Abstract

This study aimed to investigate the structural changes in the slit diaphragm, caused by early diabetes, and the nephroprotective effect of C-peptide. Streptozotocin-induced type 1 diabetic Wistar rats were divided into control, control plus C-peptide, early diabetes, and early diabetes plus C-peptide groups. C-peptide was infused into rats for one day. The slit diaphragm component proteins podocin, CD2AP, and nephrin, were stained immunofluorescently and their distribution quantitatively analyzed by determining the overlapping area ratio.

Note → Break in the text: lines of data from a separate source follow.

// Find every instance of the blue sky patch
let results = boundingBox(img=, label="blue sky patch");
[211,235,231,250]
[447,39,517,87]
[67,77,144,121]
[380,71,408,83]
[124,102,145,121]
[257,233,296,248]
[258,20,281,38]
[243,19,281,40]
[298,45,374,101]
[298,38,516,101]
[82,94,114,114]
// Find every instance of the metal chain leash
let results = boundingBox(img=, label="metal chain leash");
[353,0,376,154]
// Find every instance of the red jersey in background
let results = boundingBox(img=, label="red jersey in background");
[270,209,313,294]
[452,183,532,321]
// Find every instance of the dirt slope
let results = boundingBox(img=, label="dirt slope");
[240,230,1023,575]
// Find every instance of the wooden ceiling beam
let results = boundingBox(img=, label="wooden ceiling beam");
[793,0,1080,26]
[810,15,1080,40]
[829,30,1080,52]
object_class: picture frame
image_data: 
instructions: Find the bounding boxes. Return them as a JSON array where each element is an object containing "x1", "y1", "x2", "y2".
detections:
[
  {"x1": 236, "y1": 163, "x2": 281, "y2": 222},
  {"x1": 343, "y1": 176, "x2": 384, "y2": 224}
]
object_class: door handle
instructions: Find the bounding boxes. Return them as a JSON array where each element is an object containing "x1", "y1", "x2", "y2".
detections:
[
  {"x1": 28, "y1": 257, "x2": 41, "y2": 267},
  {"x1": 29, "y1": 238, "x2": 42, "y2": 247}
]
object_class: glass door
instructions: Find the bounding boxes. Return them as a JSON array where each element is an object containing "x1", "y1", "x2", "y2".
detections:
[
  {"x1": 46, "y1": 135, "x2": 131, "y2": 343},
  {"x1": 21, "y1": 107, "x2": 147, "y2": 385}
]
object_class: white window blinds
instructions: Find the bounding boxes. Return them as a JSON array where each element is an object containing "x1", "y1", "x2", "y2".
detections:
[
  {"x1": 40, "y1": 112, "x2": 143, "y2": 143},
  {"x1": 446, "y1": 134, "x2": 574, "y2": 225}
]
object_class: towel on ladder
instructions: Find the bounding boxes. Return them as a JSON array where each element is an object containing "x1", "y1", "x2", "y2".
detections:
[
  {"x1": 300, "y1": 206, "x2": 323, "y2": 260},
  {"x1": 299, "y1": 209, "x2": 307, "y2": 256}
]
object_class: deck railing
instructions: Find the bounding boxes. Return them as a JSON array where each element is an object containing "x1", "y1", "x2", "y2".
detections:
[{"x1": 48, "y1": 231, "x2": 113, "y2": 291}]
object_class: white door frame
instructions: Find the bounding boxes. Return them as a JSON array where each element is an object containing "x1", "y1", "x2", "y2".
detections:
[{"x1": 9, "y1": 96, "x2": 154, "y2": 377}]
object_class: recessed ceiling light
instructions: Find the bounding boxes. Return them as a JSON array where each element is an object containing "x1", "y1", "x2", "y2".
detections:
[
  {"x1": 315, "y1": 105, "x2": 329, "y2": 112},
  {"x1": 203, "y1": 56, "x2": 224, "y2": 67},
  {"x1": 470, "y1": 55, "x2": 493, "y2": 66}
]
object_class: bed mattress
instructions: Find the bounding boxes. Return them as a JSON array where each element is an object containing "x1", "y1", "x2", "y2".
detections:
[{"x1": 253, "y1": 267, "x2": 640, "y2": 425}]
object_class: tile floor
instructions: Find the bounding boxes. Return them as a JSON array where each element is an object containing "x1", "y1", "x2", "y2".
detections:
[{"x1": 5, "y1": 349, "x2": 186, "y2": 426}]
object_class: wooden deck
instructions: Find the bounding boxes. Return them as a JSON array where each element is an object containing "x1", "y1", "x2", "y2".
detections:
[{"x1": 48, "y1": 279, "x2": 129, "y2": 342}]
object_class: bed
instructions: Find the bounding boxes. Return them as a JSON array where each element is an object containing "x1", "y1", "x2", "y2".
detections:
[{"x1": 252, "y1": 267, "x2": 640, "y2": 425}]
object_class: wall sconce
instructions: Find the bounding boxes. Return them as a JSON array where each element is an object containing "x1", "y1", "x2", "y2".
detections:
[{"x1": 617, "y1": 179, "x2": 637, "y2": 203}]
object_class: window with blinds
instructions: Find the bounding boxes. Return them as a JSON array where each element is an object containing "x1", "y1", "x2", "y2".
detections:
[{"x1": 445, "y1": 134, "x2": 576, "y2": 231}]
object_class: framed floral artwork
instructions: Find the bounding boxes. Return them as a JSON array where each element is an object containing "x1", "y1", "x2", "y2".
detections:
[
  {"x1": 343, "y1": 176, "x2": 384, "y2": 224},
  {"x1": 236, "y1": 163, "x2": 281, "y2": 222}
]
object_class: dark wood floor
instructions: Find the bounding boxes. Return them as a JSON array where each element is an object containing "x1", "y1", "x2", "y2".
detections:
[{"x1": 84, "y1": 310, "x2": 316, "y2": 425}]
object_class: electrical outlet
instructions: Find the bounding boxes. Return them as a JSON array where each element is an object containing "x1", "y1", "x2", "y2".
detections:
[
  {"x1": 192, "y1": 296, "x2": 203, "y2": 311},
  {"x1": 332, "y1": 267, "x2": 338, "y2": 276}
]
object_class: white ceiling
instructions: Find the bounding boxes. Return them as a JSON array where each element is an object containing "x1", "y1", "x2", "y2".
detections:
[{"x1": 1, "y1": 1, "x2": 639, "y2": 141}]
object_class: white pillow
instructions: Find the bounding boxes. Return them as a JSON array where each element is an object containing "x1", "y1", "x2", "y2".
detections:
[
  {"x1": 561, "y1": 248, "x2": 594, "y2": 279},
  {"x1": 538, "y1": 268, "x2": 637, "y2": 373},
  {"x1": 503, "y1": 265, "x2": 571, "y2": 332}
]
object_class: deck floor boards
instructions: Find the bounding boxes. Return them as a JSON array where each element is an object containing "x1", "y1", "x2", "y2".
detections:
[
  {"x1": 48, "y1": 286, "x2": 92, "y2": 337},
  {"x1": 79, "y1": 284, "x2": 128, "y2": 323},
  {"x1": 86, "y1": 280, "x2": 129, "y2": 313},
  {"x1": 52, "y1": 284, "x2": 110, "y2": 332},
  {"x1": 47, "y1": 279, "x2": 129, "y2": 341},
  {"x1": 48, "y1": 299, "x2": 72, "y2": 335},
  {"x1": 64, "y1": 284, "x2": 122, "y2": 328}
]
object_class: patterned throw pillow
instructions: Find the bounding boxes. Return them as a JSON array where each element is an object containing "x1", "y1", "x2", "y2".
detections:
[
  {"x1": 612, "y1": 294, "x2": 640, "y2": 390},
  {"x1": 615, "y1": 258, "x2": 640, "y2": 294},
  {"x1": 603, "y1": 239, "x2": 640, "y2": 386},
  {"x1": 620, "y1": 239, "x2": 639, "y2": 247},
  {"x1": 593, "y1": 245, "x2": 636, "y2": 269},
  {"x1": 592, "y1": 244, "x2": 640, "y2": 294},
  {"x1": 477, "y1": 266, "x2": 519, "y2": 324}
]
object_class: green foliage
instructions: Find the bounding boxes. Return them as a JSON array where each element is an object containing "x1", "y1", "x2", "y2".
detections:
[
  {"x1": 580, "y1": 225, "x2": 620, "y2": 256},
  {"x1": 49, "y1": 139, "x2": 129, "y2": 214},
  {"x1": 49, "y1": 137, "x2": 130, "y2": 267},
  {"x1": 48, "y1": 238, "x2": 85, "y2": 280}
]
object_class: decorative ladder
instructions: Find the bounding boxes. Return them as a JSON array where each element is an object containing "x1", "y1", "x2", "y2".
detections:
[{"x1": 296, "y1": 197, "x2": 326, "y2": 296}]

The interfoot process gap length was measured from electron microscopic images. Diabetic duration correlated best with the area ratio of podocin and CD2AP (r = 0.626), followed by other protein combinations, showing progressive change in the slit diaphragm structure. C-peptide-treatment did not alter area ratios. The interfoot process gap length was wider in diabetic rats (p < 0.05) and did not narrow with C-peptide-treatment in either control or diabetic rats (both p < 0.05). Diabetes widened the interfoot process gap length and distorted the slit diaphragm structure progressively and heterogeneously in rats with early diabetes; this was not altered by C-peptide-treatment. The nephroprotective effect of C-peptide in decreasing the glomerular filtration rate appears to be functional rather than structural.